Museum displays thrifted objects to examine prejudice
WENATCHEE — Consider the flesh-colored crayons in an exhibit at the Wenatchee Valley Museum and Cultural Center (WVMCC): from 1903 the pinkish brown is the only flesh tint, which was renamed "pink beige" in 1949 and then renamed "peach." It wasn't until 1992 that Crayola launched the first multicultural colors to represent a wider range of skin colors. And what of the burnt sienna color called Indian Red? Could something so seemingly innocuous be reinforcing prejudice?
Showing through March, the current "Sorting Out Race" exhibit came to the WVMCC from the Kauffman Museum at Bethel College in Kansas. The items were not curated from a traditional museum collection, but rather picked up from thrift stores along the way.
WVMCC Curator of Exhibits Kasey Koski said it is "a really wonderful, approachable concept for an exhibit on race" because no one is put in possession of things or put on the spot. She said, "There's a lot of examples of seemingly really innocent things that maybe we could stop this flow of caricatures and such if we considered sorting these things out."
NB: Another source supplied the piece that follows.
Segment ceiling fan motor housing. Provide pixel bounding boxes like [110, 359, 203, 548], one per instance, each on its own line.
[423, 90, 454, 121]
Two examples from the exhibit are mariachi players printed on a tablecloth and harvest decorations showing Native Americans. Koski said, "If that's not from your culture, would you buy it? And if it is from your culture, would you find it offensive?"
A display of marketing materials might also perpetuate racist stereotypes, such as those from: Quaker oatmeal, Land O'Lakes butter, Chiquita bananas, Uncle Ben's rice, Red Man chewing tobacco, Lucky Charms and Aunt Jemima syrup.
Koski said of the museum's recent Martin Luther King Jr. Multicultural Festival, "I had some really positive feedback that day from people saying, 'This is a really new thing to see in Wenatchee, this is something we don't get exposure to very often.'"
She said the museum's primary guests are visitors coming in with the idea of cultural acceptance and learning new things about culture.
The "Sorting Out Race" exhibit continues upstairs at the museum in a section that has a couple different activities. One is to design a new logo for sports teams, and another to draw a new flag for your own home state to examine the symbolism in state crests, seals or flags.
Koski said the example of the Kansas state flag has "Native Americans really pushed back into the rolling hills. They've got pioneers in the midground, and a farmer in the foreground ... how would you feel about this representing your state?"
While issues of appropriation and cultural sensitivity are considered more now than in generations past, it remains relevant to the market of Halloween costumes, as just one example of an industry that can still promote stereotypes.
"In the context of recognizing that there have been challenging racial relations here in our community," said Koski, the museum holds but is sensitive to not display materials that show extreme cases of racism, such as a Japanese internment poster, photos of people in black face and photos of Klu Klux Klan members in Apple Blossom parades.
The museum once did a themed exhibit on the 102-year-old, 14-foot Skookum sign of a winking Native American, which was removed in 2022.
Koski acknowledges a public comment that the sign should be installed on the roof of the museum. Considering the additional engineering to support a sign on top of the building, she said it might only happen in the future "with full support of the community, Bluebird Inc. that owns the sign, and probably the tribes, too."
The exhibit of thrift store objects, itself, asks questions, implicitly and explicitly. At the end, it asks, "What is treasure and what is trash?"
The next exhibits moving into the museum are treasures of art made by local youth. The Regional High School Art Show is one of the museum staff's favorites, said Koski, "to see what's on the mind of our teenagers, what's going on in their brains, what are they struggling with — you always see some trends."
Judges evaluate categories of drawing, painting, photography, three-dimensional work and digital art, and the winners go on to compete at a state level.
Younger artists, fifth-grade students, get to create for the Beauty of Bronze program, which was started by the Art on the Avenues group. They are trained in the lost art of a wax casting process to create small bronze sculptures.
The kid's hands-on activity area, Coyote's Corner, is being painted with a mural around all four walls by Lindsay Briedenthal since the first week of January and will be finished at the end of February. The upper portion of the room has kept the mural by Jan Cook Mack. The design company working on the remodel selected Briedenthal's proposal based on the request for some variety of animals, orchards and cityscapes that represent the region in colors of sky blue, brown and purple.